A key objective of publicly-funded research is that it should lead to the exploitation of results, which goes one step further than the mere production and dissemination of new scientific knowledge. Such an approach is essential to tackle the “European paradox”: a strong science base but weak innovation performance (exploitation)
The overall aim of this study was to retrace the pathways and analyze the impact factors of successful commercialization of EU-funded R&D projects in industrial technologies. To this end, the research team analysed more than 40 cases of commercialisation processes based on projects funded by former European Framework Programmes. As the reality of organisations and individuals creating positive effects for themselves based on research outcome turned out to be rather complex and multifarious, it became evident that the term ‘commercialisation’ was no longer appropriate. Since commercialisation is often understood as the direct, immediate conversion of research into economic success the research team switched to the concept of (successful) market-oriented exploitation. In general, there is an immense variety of forms of positive economic effects based on research outcome and an equally large variety of (path-) ways to get there.
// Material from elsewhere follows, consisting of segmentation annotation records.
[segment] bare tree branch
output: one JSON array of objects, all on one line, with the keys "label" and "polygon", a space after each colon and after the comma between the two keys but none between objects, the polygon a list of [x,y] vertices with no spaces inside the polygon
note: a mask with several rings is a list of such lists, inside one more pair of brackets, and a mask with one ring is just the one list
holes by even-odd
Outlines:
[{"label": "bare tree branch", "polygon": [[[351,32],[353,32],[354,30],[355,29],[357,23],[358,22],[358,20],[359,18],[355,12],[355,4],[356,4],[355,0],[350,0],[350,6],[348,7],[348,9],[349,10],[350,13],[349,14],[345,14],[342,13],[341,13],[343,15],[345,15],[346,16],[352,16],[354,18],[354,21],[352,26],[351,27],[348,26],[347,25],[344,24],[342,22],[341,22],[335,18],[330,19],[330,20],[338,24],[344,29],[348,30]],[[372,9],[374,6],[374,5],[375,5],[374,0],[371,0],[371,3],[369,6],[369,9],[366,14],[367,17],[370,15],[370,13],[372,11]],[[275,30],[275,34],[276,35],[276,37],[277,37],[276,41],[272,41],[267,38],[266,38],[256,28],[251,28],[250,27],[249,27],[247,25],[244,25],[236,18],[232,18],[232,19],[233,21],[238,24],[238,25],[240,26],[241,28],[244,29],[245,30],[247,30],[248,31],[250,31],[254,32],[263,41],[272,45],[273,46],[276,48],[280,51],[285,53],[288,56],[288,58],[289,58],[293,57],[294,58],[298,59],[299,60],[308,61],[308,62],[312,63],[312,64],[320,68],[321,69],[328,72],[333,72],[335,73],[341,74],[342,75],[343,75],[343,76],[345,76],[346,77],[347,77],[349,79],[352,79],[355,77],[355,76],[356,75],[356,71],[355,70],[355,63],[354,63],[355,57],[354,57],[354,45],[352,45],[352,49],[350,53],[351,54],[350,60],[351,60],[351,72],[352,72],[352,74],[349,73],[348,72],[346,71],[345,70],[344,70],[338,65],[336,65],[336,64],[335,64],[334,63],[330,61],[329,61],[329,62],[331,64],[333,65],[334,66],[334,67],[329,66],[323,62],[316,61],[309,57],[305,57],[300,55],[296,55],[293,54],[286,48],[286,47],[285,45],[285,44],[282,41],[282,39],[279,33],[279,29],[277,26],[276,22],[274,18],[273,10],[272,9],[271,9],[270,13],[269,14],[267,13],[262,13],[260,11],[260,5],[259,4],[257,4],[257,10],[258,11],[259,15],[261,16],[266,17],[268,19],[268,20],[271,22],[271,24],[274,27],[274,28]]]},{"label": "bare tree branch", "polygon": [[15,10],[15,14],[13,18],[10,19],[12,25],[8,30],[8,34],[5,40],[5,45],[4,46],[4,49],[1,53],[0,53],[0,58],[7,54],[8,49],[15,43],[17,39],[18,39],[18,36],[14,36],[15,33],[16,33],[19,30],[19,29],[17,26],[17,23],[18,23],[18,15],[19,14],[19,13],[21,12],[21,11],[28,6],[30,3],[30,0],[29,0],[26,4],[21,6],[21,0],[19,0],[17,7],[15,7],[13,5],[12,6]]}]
The study aimed to shed light on the question of how to best fund research projects in the Nanoscience, Nanotechnologies, New Materials and Production Processes (NMP) area to promote and improve the exploitation of results. The report provides recommendations on how to increase the innovation output in the Seventh Framework Programme project cycle and in the future Horizon 2020 Programme and in particular, how to foster innovation at all the stages of the project cycle, expand the exploitation side of projects, and improve the entrepreneurial strategies and capacities of Project Partners.